This notebooks illustrates how to write regex like patterns to match sequences of events. While, I write up more about the API, look at the original inspiration for this library [here](https://observablehq.com/@mikpanko/sequence-pattern-matching).

In [1]:
import awkward as ak
import pyarrow as pa
import pyarrow.parquet

In [2]:
from seqmatcher.codegen import clear_cache
from seqmatcher.matching_jitted import match_pattern, extract_pattern
from seqmatcher.parsing import parse_match_pattern
from seqmatcher.utilities import get_types_from_dataset

In [3]:
# We serialize the generated code to disk for debugging, and because it is easier to compile 
# Numba code that way. 
clear_cache()

Read the shot by shot tennis dataset. We view it as an `awkward array` since that lets us run jitted 
Numba code against it.

In [4]:
dataset = pa.parquet.read_table("../datasets/tennis_shot_by_shot.parquet")
awk_data = ak.from_arrow(dataset)

# collect the python types of the columns in the dataset, since we need those 
# to parse the pattern.
seq_type_map, events_type_map = get_types_from_dataset(dataset)

Here we go. Lets look at how many rallies were serve faults. 

In [5]:
pat_str = "|-(:serve_fault)-(:serve_fault)"
pat = parse_match_pattern(pat_str)
pat.type_properties(seq_type_map, events_type_map)

In [6]:
res = match_pattern(pat, awk_data)
res

<Array [{seq_id: 59, evt_indices: [0, ... 1]}] type='14972 * {"seq_id": int64, "...'>

The output result is a bunch of numpy arrays. Using those, we can sub-select from the input list of sequences to get the sequences that match the pattern. 

The `extract_pattern` routine can be used to do this in one go. 

In [7]:
res = extract_pattern(pat, awk_data)
res

<Array [{matchId: 0, pointNumber: 60, ... ] type='14972 * {"matchId": ?int64, "p...'>

Another ex - if a rally starts with a serve fault, is the player more likely to lose the point?
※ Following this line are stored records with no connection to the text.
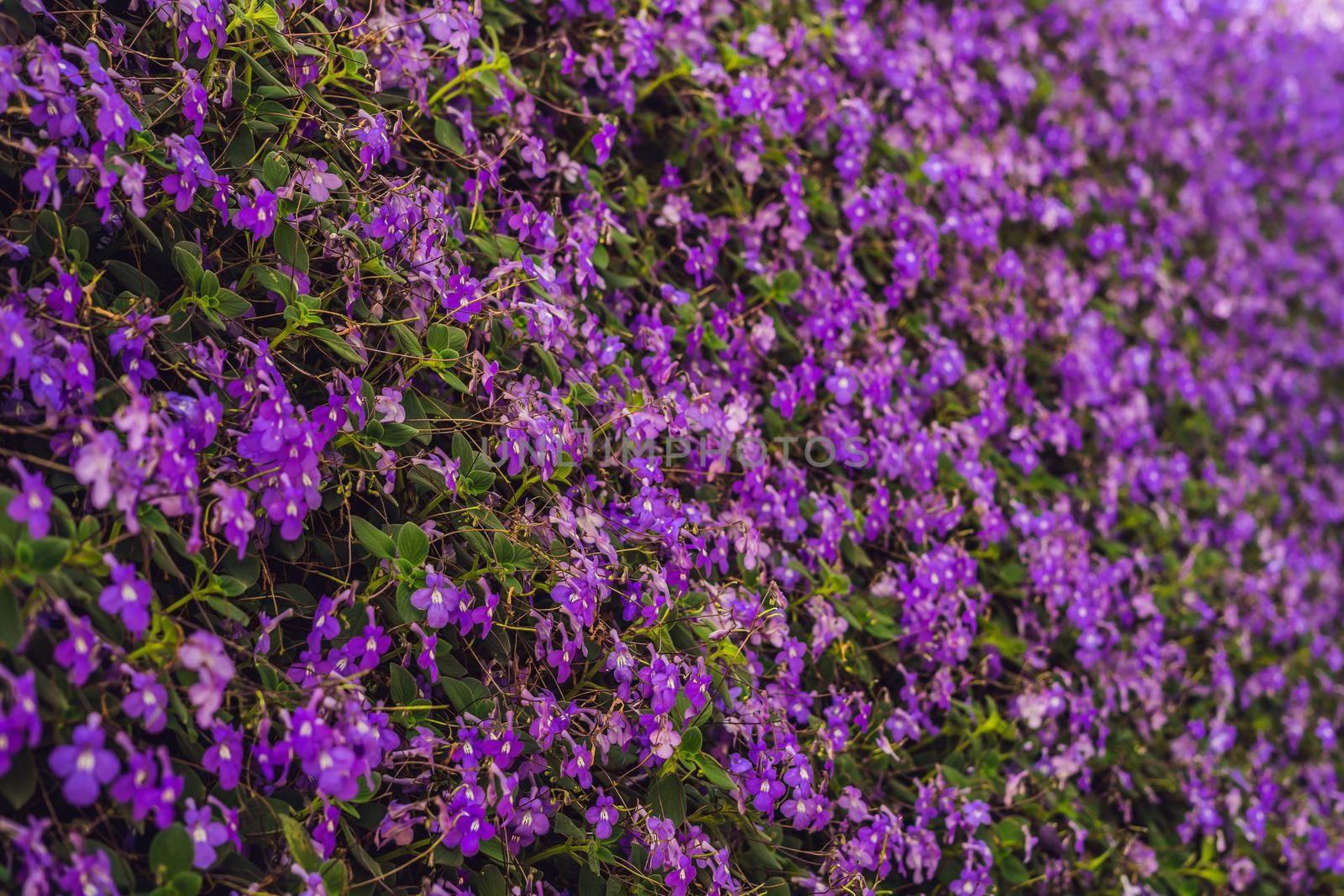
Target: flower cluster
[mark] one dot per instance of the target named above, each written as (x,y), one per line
(311,580)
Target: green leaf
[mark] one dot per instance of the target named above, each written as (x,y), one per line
(374,539)
(272,280)
(275,170)
(336,344)
(300,842)
(289,246)
(491,883)
(132,278)
(335,876)
(412,544)
(403,685)
(396,434)
(584,394)
(448,136)
(667,799)
(47,553)
(187,262)
(712,772)
(171,852)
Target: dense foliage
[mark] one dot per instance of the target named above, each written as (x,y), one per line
(671,446)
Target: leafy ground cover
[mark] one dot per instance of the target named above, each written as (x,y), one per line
(671,446)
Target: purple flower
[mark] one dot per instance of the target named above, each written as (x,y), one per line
(206,833)
(205,653)
(128,595)
(33,503)
(42,179)
(318,181)
(437,598)
(375,141)
(602,815)
(195,101)
(257,212)
(225,757)
(85,765)
(147,700)
(232,513)
(78,653)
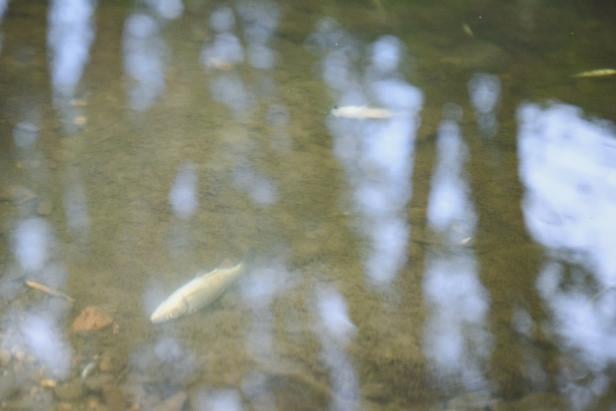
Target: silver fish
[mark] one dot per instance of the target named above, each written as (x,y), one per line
(198,292)
(362,112)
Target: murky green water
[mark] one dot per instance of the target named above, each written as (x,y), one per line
(442,240)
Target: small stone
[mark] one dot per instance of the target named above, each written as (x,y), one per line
(69,391)
(5,357)
(107,363)
(48,383)
(91,319)
(94,404)
(97,382)
(44,208)
(64,406)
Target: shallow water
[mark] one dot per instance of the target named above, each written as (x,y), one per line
(454,255)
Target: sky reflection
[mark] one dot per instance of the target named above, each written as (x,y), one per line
(456,338)
(568,165)
(70,36)
(334,329)
(377,155)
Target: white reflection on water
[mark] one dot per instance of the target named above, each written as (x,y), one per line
(183,195)
(144,52)
(377,155)
(25,135)
(456,339)
(225,51)
(69,39)
(450,210)
(218,400)
(484,90)
(568,165)
(31,244)
(334,329)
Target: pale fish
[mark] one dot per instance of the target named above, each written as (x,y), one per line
(362,112)
(596,73)
(198,292)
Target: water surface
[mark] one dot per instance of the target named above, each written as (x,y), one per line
(454,255)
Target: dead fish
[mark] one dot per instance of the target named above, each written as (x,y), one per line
(362,112)
(596,73)
(48,290)
(198,292)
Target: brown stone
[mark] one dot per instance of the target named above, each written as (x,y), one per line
(69,391)
(91,319)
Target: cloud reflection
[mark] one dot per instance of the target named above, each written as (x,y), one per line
(183,195)
(334,329)
(568,165)
(450,210)
(377,155)
(70,36)
(31,243)
(143,60)
(456,339)
(218,400)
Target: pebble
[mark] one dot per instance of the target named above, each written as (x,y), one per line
(69,391)
(535,401)
(113,396)
(48,383)
(5,357)
(108,363)
(17,194)
(64,406)
(97,382)
(91,319)
(80,121)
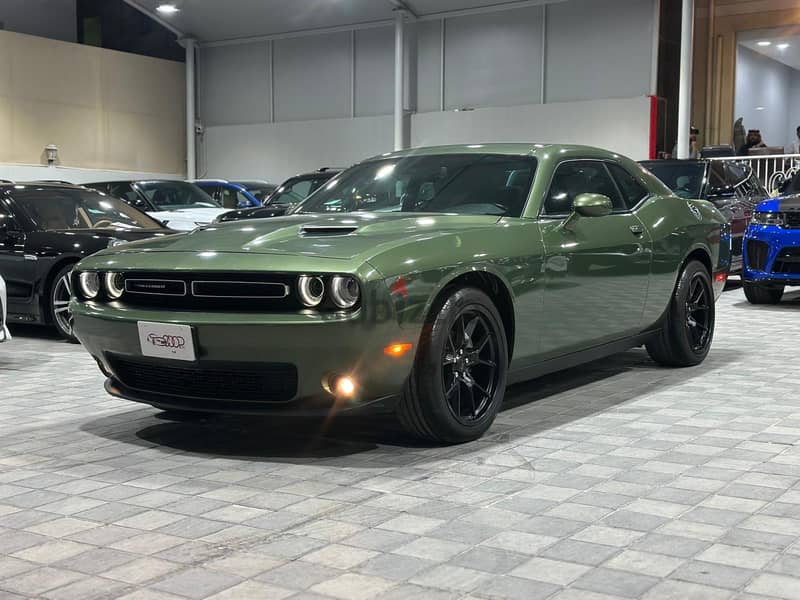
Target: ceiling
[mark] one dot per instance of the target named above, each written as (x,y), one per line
(220,20)
(777,38)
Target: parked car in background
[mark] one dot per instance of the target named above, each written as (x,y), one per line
(234,194)
(4,333)
(288,195)
(731,186)
(178,205)
(44,230)
(772,250)
(423,282)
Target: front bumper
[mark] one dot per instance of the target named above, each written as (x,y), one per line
(771,255)
(237,353)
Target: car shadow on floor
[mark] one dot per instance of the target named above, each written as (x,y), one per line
(282,439)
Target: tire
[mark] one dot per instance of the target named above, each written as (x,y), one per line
(58,304)
(688,328)
(459,377)
(762,294)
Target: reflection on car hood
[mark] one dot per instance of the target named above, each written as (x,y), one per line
(343,236)
(186,216)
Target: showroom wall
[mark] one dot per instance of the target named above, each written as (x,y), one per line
(539,73)
(56,19)
(107,112)
(767,96)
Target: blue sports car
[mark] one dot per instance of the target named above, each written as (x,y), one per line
(772,250)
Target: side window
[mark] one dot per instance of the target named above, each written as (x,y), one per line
(633,192)
(574,178)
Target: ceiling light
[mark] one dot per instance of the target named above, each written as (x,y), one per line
(167,9)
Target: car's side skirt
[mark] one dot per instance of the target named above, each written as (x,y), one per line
(578,358)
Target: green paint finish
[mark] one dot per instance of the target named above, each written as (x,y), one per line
(568,283)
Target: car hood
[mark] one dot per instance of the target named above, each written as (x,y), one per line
(344,236)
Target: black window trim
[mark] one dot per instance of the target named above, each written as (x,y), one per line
(605,162)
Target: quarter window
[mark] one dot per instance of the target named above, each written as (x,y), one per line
(632,191)
(574,178)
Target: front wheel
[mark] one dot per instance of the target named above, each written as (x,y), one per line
(762,294)
(459,377)
(688,328)
(60,314)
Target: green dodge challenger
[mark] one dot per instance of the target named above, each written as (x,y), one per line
(422,281)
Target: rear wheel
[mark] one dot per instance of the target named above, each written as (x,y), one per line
(458,382)
(60,314)
(762,294)
(688,329)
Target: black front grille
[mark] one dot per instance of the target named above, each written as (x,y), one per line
(242,292)
(787,261)
(258,382)
(791,220)
(757,253)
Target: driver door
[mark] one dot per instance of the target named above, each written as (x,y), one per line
(597,269)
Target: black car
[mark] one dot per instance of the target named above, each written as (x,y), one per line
(288,195)
(45,229)
(730,185)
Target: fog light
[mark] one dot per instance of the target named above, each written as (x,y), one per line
(343,387)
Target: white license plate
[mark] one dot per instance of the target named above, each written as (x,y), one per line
(165,340)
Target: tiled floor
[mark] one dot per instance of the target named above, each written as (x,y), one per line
(617,479)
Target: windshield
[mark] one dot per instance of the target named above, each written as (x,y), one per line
(685,179)
(259,190)
(475,184)
(294,191)
(58,209)
(175,195)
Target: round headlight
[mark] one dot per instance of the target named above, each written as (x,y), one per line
(344,291)
(115,285)
(89,284)
(311,290)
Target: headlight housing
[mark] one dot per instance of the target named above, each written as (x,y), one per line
(89,283)
(115,285)
(767,218)
(345,291)
(311,290)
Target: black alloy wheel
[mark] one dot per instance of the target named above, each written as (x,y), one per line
(60,313)
(469,367)
(698,313)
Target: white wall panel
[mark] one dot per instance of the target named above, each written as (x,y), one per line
(621,125)
(278,150)
(312,77)
(598,49)
(374,72)
(494,59)
(766,97)
(234,84)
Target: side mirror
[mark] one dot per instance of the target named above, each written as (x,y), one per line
(588,205)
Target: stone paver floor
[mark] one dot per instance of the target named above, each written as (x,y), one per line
(614,480)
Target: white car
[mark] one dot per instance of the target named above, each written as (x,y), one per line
(178,204)
(4,333)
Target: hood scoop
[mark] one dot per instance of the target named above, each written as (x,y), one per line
(327,230)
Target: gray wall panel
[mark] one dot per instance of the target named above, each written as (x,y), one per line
(234,84)
(374,72)
(429,67)
(598,49)
(312,77)
(494,59)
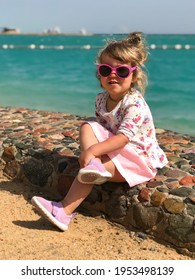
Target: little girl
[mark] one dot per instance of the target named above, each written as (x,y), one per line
(121,145)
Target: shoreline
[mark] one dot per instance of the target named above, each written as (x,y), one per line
(41,149)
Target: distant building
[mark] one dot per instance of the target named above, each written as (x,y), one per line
(53,30)
(6,30)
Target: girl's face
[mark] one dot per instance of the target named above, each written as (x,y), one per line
(116,87)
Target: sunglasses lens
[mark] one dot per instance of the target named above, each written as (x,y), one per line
(123,72)
(105,70)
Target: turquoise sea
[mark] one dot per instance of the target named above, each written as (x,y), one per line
(57,73)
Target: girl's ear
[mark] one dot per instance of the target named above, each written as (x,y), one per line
(134,78)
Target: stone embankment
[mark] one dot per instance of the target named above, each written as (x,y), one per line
(41,148)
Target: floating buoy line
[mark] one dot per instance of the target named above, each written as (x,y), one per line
(88,47)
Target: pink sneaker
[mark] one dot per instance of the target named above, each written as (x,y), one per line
(53,211)
(93,173)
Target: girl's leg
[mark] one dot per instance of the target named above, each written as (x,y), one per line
(109,165)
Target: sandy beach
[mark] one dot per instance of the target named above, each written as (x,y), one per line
(24,235)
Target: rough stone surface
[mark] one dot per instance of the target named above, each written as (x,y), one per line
(41,148)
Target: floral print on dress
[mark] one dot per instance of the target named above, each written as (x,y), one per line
(133,118)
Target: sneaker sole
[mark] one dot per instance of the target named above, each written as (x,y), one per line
(93,177)
(46,214)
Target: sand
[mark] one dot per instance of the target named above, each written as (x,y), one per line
(24,235)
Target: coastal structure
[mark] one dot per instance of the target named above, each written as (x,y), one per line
(41,149)
(6,30)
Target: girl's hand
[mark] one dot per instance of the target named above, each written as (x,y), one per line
(85,158)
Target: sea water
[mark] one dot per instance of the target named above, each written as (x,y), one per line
(57,73)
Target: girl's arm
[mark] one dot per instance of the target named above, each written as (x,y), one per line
(113,143)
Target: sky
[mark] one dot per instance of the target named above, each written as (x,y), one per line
(102,16)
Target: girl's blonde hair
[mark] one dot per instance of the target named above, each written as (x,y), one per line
(131,50)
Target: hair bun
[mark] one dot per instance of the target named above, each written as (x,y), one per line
(135,38)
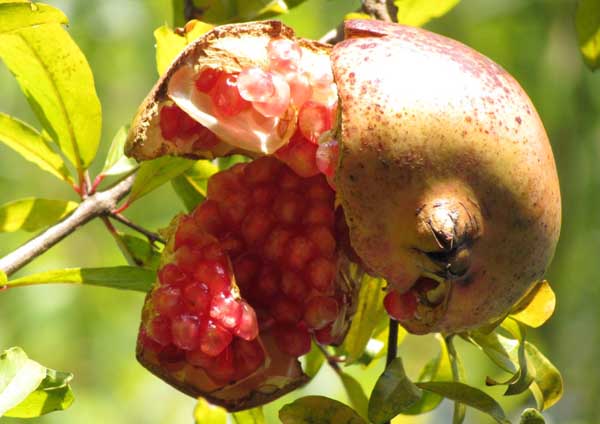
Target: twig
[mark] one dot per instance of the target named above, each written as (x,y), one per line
(152,237)
(384,10)
(92,207)
(392,342)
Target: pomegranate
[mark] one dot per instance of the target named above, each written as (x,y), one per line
(400,150)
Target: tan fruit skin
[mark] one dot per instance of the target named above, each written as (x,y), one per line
(436,137)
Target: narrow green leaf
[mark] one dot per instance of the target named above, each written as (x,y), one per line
(116,162)
(53,394)
(393,393)
(15,16)
(59,86)
(587,23)
(205,413)
(356,394)
(118,277)
(313,361)
(250,416)
(548,384)
(537,307)
(419,12)
(31,214)
(318,409)
(190,186)
(138,251)
(369,314)
(437,369)
(152,174)
(467,395)
(19,376)
(531,416)
(30,144)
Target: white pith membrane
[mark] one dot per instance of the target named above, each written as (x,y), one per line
(254,131)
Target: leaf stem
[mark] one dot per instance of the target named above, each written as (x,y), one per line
(152,237)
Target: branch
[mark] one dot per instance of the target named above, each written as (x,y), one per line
(99,204)
(384,10)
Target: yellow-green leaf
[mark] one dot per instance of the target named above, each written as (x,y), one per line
(58,84)
(547,387)
(369,315)
(419,12)
(118,277)
(19,15)
(31,214)
(53,394)
(205,413)
(467,395)
(191,186)
(152,174)
(32,145)
(587,23)
(537,307)
(318,409)
(19,376)
(393,394)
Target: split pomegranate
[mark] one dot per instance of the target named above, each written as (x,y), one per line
(409,154)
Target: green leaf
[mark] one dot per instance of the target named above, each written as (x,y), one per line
(537,307)
(116,162)
(118,277)
(30,144)
(138,251)
(318,410)
(205,413)
(458,375)
(190,186)
(31,214)
(548,385)
(59,86)
(250,416)
(369,314)
(313,361)
(531,416)
(15,16)
(526,373)
(437,369)
(53,394)
(393,393)
(356,394)
(467,395)
(587,23)
(170,43)
(152,174)
(19,376)
(419,12)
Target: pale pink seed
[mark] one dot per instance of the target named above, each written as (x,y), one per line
(284,55)
(278,103)
(327,156)
(225,310)
(300,88)
(247,328)
(255,85)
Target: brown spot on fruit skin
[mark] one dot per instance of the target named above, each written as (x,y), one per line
(441,124)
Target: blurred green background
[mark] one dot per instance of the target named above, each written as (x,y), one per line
(91,331)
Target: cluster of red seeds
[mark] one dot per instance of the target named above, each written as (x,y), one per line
(270,92)
(277,231)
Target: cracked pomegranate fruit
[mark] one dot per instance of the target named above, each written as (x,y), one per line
(399,150)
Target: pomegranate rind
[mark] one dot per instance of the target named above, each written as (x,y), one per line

Lets find out. 

In [8]:
# player1 ends up as a winner
pat_str = "|-(:serve_fault)-[..]()-(:winner|:ace {isPlayer1=True})-|"
pat = parse_match_pattern(pat_str)
pat.type_properties(seq_type_map, events_type_map)

In [9]:
res = match_pattern(pat, awk_data)
res

<Array [{seq_id: 4, evt_indices: [0, ... 1]}] type='20136 * {"seq_id": int64, "e...'>

Now, the number of times they lose. 

In [10]:
# player1 ends up losing the point
pat_str = "|-(:serve_fault)-[..]()-(!:winner|:ace {isPlayer1=True})-|"
pat = parse_match_pattern(pat_str)
pat.type_properties(seq_type_map, events_type_map)

In [11]:
res = match_pattern(pat, awk_data)
res

<Array [{seq_id: 2, evt_indices: [0, ... 1]}] type='82896 * {"seq_id": int64, "e...'>

That doesn't quite seem right - a 4x difference in points made when you fault on the first serve!

I wasn't identifying the rallies which player 1 wins correctly, since we leave out rallies which ended with the other player making the last shot! So, one way to correct this would be to also match agains the rallies which end with player 2. And sum up the two results. 

Or we could also write some custom code to do it in one go!

In [12]:
# player 1 winning

pat_str = "|-(:serve_fault)-[..]()-(@end)-|"
code_str = "(@end.isPlayer1==True and @end._eventName in ('winner', 'ace')) or (@end.isPlayer1==False and @end._eventName not in ('winner', 'ace'))"
pat = parse_match_pattern(pat_str, code_str)
pat.type_properties(seq_type_map, events_type_map)

In [13]:
res = match_pattern(pat, awk_data)
res

<Array [{seq_id: 0, evt_indices: [0, ... 1]}] type='82393 * {"seq_id": int64, "e...'>

Now, calculating the number of times they lost the point. 

In [14]:
pat_str = "|-(:serve_fault)-[..]()-(@end)-|"
code_str = "(@end.isPlayer1==True and @end._eventName not in ('winner', 'ace')) or (@end.isPlayer1==False and @end._eventName in ('winner', 'ace'))"
pat = parse_match_pattern(pat_str, code_str)
pat.type_properties(seq_type_map, events_type_map)

In [15]:
res = match_pattern(pat, awk_data)
res

<Array [{seq_id: 2, evt_indices: [0, ... 1]}] type='82209 * {"seq_id": int64, "e...'>

Almost the same amount. So, starting with a serve fault doesn't really matter for the point much.